A framework for improved ML evaluations

19h35, 29th April 2022 (UTC)
I start by discussing ML evaluation goals versus current standards, followed by the presentation of a framework for better addressing these evaluation goals. This framework is comprised of three parts: 1) Qualitiative Evaluation, 2) Demographic Slicing, and 3) Distribution Shift and Causal Evaluations. I present "Healthsheets", a transparency artefact for health datasets, in the spirit of "Datasheets", as work towards improve qualitative evaluation. I will also discuss work on identifying underspecified models, where our model may not encode the causal structure we believe it does, in situations where distribution shift is a factor. We also look at fairness properties in distribution shift situations, and discuss transfer implications of models, when broken down by demographic group. Lastly, I will make a case for the importance of uncertainty and its implications for demographic fairness, discussing work on Electronic Health Record data, Bayesian neural networks, and differences in distributions of mortality predictions for various demographic groups.
Katherine Heller is a Research Scientist in the Responsible AI organization in Google Research. She leads the Context in AI Research (CAIR) group, which focuses on understanding the *context* in which are AI systems are being developed and deployed. Prior to Google, she was faculty in the Statistical Science department at Duke university, where she collaborated across many disciplines to release a sepsis detection system (SepsisWatch), to the Emergency Departments of Duke University hospitals. SepsisWatch has now been run on over 200k patients. She also engaged in many other projects there, through an NSF CAREER, and other awards. Katherine received her PhD from the Gatsby Computational Neuroscience Unit at UCL, and was a postdoctoral fellow at the University of Cambridge and MIT.

Corinna Cortes

Inconsistency in Conference Peer Review: Revisiting the 2014 NeurIPS Experiment

20h20, 29th April 2022 (UTC)

In this talk we revisit the 2014 NeurIPS experiment that examined inconsistency in conference peer review. We determine that 50% of the variation in reviewer quality scores was subjective in origin. Further, with 7+ years passing since the experiment we find that for accepted papers, there is no correlation between quality scores and impact of the paper as measured as a function of citation count. We trace the fate of rejected papers, recovering where these papers were eventually published. For these papers we find a correlation between quality scores and impact. We conclude that the reviewing process for the 2014 conference was good for identifying poor papers, but poor for identifying good papers.

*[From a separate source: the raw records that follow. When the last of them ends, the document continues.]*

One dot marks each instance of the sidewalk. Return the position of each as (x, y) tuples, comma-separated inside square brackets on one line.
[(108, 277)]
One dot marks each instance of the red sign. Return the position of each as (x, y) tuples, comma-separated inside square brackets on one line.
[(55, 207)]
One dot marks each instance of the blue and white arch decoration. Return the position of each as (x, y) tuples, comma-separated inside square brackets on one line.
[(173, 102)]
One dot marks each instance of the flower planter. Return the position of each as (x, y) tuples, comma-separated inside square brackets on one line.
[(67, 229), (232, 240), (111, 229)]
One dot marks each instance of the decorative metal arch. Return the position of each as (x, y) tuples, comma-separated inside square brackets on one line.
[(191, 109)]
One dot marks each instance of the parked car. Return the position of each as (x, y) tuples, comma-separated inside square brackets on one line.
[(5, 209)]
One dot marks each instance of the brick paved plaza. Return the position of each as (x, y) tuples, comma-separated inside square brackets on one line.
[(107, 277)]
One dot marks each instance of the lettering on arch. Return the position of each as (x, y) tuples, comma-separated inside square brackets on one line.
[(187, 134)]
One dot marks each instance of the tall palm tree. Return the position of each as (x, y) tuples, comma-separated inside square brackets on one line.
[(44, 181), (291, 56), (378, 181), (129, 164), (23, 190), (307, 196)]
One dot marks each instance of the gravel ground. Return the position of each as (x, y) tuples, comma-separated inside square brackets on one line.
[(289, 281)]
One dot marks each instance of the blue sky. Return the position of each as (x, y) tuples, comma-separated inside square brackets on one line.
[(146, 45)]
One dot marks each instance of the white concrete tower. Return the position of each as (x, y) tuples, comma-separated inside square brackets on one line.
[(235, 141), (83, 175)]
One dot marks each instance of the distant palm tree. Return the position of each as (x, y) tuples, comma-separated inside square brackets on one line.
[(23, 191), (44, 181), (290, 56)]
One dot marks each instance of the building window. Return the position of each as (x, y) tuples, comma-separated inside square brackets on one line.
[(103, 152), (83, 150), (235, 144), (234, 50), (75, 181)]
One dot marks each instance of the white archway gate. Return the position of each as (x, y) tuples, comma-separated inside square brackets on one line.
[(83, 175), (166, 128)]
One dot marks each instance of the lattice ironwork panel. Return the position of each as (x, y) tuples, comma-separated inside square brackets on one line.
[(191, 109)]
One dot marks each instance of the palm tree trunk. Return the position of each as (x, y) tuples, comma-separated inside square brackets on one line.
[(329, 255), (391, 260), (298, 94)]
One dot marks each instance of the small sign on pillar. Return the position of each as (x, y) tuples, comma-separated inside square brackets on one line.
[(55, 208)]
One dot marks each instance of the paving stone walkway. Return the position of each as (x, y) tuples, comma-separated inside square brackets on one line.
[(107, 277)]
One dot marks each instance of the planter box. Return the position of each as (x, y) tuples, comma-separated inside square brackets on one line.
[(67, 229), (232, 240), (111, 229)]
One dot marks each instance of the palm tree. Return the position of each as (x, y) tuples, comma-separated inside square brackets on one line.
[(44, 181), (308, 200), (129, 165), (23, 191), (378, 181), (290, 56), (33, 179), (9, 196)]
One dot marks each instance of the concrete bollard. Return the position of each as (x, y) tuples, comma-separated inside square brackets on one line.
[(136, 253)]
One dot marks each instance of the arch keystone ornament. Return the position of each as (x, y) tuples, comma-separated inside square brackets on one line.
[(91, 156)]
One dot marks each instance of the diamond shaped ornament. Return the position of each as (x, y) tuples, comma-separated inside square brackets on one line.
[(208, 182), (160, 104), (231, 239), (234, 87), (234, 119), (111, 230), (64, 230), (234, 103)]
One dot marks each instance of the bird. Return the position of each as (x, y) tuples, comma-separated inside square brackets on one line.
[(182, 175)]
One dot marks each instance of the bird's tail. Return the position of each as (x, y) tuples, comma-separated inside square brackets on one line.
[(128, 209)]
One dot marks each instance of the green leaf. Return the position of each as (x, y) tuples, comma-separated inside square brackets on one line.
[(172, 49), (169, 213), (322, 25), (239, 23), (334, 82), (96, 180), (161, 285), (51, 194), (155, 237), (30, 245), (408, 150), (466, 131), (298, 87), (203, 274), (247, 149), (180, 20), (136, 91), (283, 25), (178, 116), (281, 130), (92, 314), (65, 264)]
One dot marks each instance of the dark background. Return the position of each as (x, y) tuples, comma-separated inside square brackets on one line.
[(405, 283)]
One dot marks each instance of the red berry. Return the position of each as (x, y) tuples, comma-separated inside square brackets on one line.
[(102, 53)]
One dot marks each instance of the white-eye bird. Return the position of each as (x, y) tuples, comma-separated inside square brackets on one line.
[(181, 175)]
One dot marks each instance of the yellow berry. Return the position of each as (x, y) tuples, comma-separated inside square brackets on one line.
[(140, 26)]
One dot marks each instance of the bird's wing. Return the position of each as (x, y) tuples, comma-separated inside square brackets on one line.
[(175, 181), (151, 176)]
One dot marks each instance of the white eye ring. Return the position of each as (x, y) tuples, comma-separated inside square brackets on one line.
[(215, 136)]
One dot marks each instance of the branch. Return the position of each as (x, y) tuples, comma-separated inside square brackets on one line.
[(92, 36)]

This 2014 NeurIPS experiment was repeated by the 2021 NeurIPS Program Chairs and we compare the findings. We also discuss other experiments carried out by ICML Program Chairs.

We hope the findings and some of the ideas from the experiments will help to design a better peer-review pipeline in future conferences.

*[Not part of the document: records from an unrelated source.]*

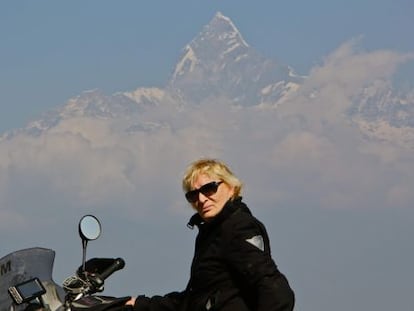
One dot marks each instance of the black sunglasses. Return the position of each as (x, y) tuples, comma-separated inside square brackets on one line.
[(207, 190)]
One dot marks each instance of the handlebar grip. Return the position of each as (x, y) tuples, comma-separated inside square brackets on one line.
[(118, 264)]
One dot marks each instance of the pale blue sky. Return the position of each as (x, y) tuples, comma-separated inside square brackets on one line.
[(53, 50)]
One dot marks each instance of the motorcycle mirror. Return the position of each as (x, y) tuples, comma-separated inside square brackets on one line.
[(89, 228)]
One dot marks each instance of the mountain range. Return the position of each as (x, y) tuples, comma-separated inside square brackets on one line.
[(218, 65)]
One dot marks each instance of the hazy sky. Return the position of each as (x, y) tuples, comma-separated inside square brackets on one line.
[(51, 51), (338, 208)]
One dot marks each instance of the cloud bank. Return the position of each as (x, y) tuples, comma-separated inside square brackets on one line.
[(305, 152)]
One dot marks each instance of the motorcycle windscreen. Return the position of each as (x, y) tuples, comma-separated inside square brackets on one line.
[(26, 264)]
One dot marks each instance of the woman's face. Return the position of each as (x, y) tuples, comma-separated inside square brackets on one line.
[(208, 206)]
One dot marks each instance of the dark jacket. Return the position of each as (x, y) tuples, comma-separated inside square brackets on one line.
[(232, 269)]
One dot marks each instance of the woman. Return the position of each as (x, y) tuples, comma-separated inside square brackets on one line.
[(232, 268)]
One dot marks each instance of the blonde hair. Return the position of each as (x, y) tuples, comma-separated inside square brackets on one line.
[(214, 169)]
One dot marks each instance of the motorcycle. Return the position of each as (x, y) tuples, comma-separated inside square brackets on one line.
[(26, 282)]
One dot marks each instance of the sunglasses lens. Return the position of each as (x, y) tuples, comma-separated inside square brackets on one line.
[(192, 196), (207, 190)]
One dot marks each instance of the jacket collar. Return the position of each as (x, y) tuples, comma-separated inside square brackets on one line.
[(229, 208)]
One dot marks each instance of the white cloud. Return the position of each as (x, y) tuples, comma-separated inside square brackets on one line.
[(303, 152)]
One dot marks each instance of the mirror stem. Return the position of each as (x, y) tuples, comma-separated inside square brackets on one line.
[(84, 244)]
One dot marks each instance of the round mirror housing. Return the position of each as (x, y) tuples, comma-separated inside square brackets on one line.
[(89, 228)]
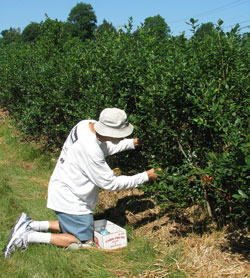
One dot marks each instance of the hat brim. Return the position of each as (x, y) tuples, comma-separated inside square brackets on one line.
[(104, 130)]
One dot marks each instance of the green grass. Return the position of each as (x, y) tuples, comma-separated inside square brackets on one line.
[(24, 175)]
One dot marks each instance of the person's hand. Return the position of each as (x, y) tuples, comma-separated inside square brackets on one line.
[(136, 142), (151, 174)]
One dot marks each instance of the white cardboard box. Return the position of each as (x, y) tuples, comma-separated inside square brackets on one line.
[(117, 237)]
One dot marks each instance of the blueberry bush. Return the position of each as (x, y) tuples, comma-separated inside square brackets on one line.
[(187, 98)]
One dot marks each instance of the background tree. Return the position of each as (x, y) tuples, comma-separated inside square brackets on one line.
[(157, 26), (11, 35), (31, 32), (206, 29), (84, 18), (106, 27)]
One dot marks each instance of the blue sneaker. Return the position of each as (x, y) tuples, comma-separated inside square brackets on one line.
[(16, 237)]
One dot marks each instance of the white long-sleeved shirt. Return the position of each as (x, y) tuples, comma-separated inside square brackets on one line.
[(82, 169)]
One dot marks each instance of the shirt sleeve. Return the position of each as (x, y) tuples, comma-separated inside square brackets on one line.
[(101, 174), (110, 148)]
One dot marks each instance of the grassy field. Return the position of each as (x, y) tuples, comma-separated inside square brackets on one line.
[(159, 243)]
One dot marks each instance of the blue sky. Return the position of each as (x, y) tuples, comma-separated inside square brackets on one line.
[(20, 13)]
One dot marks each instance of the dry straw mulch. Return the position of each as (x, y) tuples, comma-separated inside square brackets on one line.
[(211, 254)]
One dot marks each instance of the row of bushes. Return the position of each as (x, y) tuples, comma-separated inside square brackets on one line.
[(188, 100)]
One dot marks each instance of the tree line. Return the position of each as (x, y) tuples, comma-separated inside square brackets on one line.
[(187, 98)]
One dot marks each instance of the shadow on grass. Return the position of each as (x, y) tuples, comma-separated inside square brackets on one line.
[(184, 223), (141, 203)]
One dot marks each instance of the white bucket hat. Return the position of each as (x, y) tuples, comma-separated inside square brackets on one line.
[(113, 122)]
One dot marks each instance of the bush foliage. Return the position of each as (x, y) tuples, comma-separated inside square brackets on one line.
[(187, 98)]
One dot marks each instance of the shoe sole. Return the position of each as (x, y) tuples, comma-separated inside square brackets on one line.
[(9, 248)]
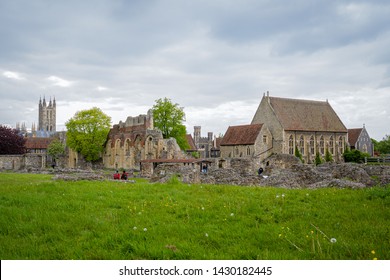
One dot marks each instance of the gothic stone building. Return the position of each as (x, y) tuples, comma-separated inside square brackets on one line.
[(47, 118), (130, 142), (246, 141), (310, 126), (359, 139)]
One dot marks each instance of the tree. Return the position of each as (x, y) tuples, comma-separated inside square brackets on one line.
[(354, 156), (11, 142), (318, 159), (328, 156), (87, 132), (56, 148), (169, 118), (298, 154), (383, 146)]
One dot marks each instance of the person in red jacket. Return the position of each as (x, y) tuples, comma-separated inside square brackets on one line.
[(124, 175), (117, 176)]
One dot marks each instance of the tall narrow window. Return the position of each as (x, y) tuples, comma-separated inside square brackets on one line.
[(302, 145), (312, 150), (341, 145), (291, 145), (331, 145), (322, 145)]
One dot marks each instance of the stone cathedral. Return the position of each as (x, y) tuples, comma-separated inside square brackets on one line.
[(47, 118)]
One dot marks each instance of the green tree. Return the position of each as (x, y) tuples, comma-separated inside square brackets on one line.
[(328, 156), (11, 142), (169, 118), (318, 159), (354, 156), (383, 146), (298, 154), (56, 148), (87, 132)]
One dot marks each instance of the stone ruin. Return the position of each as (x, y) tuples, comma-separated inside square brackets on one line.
[(280, 170)]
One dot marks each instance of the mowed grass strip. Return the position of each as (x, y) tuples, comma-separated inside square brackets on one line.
[(45, 219)]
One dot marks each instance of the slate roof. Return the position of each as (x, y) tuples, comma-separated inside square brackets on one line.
[(306, 115), (353, 135), (241, 135)]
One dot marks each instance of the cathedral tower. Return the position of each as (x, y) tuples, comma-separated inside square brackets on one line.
[(47, 116)]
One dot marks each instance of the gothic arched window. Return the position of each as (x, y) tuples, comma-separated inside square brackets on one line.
[(291, 145), (302, 145), (322, 145), (331, 145), (311, 143)]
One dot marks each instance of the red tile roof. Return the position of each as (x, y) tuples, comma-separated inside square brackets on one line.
[(241, 135), (306, 115)]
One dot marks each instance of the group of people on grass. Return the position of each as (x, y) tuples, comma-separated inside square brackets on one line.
[(122, 176)]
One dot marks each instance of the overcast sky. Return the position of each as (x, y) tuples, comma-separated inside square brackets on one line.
[(214, 58)]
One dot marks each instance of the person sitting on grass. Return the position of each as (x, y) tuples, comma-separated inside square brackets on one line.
[(124, 175), (117, 176)]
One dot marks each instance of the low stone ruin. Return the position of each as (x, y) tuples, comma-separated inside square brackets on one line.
[(281, 171)]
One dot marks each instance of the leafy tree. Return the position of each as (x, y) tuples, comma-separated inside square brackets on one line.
[(354, 156), (11, 142), (169, 118), (383, 146), (328, 156), (87, 132), (318, 159), (298, 154), (56, 148)]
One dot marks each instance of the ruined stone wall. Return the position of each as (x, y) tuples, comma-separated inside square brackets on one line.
[(134, 140), (17, 162)]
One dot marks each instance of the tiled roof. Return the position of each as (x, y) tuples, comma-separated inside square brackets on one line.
[(241, 135), (37, 142), (353, 135), (306, 115)]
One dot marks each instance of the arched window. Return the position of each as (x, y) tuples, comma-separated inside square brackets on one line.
[(149, 145), (302, 145), (341, 145), (117, 147), (322, 145), (311, 143), (331, 145), (127, 147), (291, 145)]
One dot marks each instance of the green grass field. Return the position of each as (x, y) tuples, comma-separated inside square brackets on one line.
[(45, 219)]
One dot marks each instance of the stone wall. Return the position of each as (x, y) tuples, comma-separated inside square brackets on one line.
[(18, 162)]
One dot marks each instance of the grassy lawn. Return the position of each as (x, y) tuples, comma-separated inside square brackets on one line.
[(45, 219)]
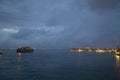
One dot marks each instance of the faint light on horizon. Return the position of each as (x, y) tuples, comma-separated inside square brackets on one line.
[(10, 30)]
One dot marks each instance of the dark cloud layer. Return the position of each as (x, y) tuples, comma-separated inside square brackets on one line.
[(59, 23), (103, 4)]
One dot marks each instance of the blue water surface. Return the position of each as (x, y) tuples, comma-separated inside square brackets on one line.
[(59, 65)]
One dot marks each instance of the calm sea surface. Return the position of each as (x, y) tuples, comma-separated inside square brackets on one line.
[(59, 65)]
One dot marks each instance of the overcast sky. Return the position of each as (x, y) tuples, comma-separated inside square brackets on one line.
[(59, 23)]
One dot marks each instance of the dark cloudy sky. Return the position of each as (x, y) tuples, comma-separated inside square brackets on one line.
[(59, 23)]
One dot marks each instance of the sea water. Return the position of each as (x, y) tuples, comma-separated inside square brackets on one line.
[(59, 64)]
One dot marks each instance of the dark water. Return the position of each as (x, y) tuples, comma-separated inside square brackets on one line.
[(59, 65)]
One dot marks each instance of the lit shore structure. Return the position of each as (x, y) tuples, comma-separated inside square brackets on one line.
[(98, 50)]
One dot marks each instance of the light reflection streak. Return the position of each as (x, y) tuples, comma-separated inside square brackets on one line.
[(19, 65), (117, 57)]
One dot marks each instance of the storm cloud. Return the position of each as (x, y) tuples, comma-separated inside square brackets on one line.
[(59, 23)]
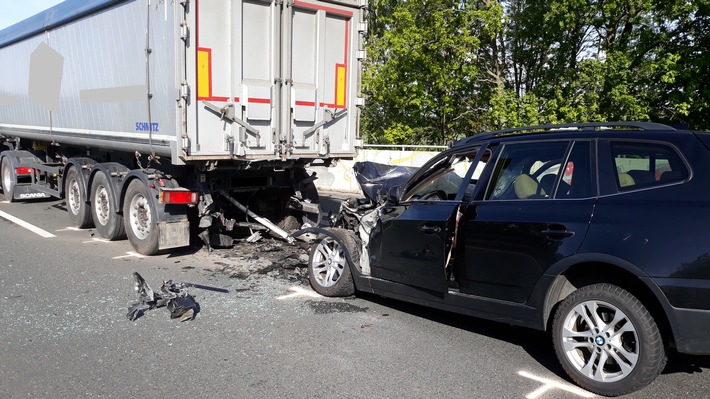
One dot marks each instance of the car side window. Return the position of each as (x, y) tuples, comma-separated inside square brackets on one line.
[(641, 165), (527, 170), (446, 177)]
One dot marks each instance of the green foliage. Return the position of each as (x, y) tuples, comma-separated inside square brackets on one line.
[(439, 70)]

Corinna Cortes is a VP of Google Research, NY, where she is working on a broad range of theoretical and applied large-scale machine learning problems. Prior to Google, Corinna spent more than ten years at AT&T Labs - Research, formerly AT&T Bell Labs, where she held a distinguished research position. Corinna's research work is well-known in particular for her contributions to the theoretical foundations of support vector machines (SVMs), for which she jointly with Vladimir Vapnik received the 2008 Paris Kanellakis Theory and Practice Award, and her work on data-mining in very large data sets for which she was awarded the AT&T Science and Technology Medal in the year 2000. Corinna received her MS degree in Physics from University of Copenhagen and joined AT&T Bell Labs as a researcher in 1989. She received her Ph.D. in computer science from the University of Rochester in 1993. Corinna is also a competitive runner, and a mother of two.